En l’espèce, la notion de résultat est définie par Maître [X] [B] dans la convention d’honoraires datée du 16 mars 2020 comme : « s’entendant tant des sommes effectivement allouées au client que celles effectivement économisées par lui ».
Par cette convention d’honoraires, paraphée et signée, Monsieur [T] [W] a consenti à régler à Maître [X] [B] un honoraire complémentaire de résultat comprenant les économies réalisées. Il a bien compris la modalité de calcul puisqu’il a sollicité un abaissement de la tranche supérieure de 8 à 7 %.
Monsieur [T] [W] a été condamné à payer la somme de 40 000€ à titre de prestation compensatoire alors que la somme de 250 000€ était sollicitée, la somme de 210 000€ a donc été économisée, au sens de la convention signée.
Maître [X] [B] est donc en droit de réclamer à Monsieur [T] [W] un honoraire complémentaire tel que convenu à l’article 4 de la convention d’honoraires du 16 mars 2020.
En l’état de ces éléments et au regard des diligences accomplies par l’avocat de la difficulté de l’affaire, et enfin de la situation de fortune du client, il convient de fixer le montant des honoraires complémentaires à la somme de 10 000 € toutes taxes comprises.
Par conséquent, la décision du bâtonnier de l’ordre des avocats au barreau de [Localité 1] sera infirmée.
Maître [X] [B] sera débouté de sa demande d’indemnisation formée sur le fondement de l’article 700 du code de procédure civile.

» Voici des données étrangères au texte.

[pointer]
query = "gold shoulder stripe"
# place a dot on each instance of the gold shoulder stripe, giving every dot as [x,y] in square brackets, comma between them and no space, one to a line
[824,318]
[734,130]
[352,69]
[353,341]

Au regard de la situation, il n’apparaît pas inéquitable de laisser à la charge de chacune des parties les dépens et frais irrépétibles qu’elles ont respectivement exposés.
PAR CES MOTIFS :
Nous, Gwenola Joly-Coz, première présidente, statuant publiquement et par décision contradictoire,
Déclarons le recours recevable et régulier en la forme ;
Infirmons l’ordonnance du bâtonnier de l’ordre des avocats du barreau de [Localité 1] en date du 30 septembre 2021 ;
Constatons que les honoraires complémentaires sont dus par Monsieur [T] [W] à Maître [X] [B] ;
En conséquence,
Fixons à la somme de 10 000€ TTC les honoraires complémentaires dus à Maître [X] [B] par Monsieur [T] [W] ;
Enjoignons à Monsieur [T] [W] à payer à Maître [X] [B] la somme de 10 000€ TTC ;
Déboutons Maître [X] [B] de sa demande d’indemnisation à hauteur de 331,92 euros au titre de l’article 700 du code de procédure civile ;
Disons que chacune des parties conservera à sa charge ses propres dépens.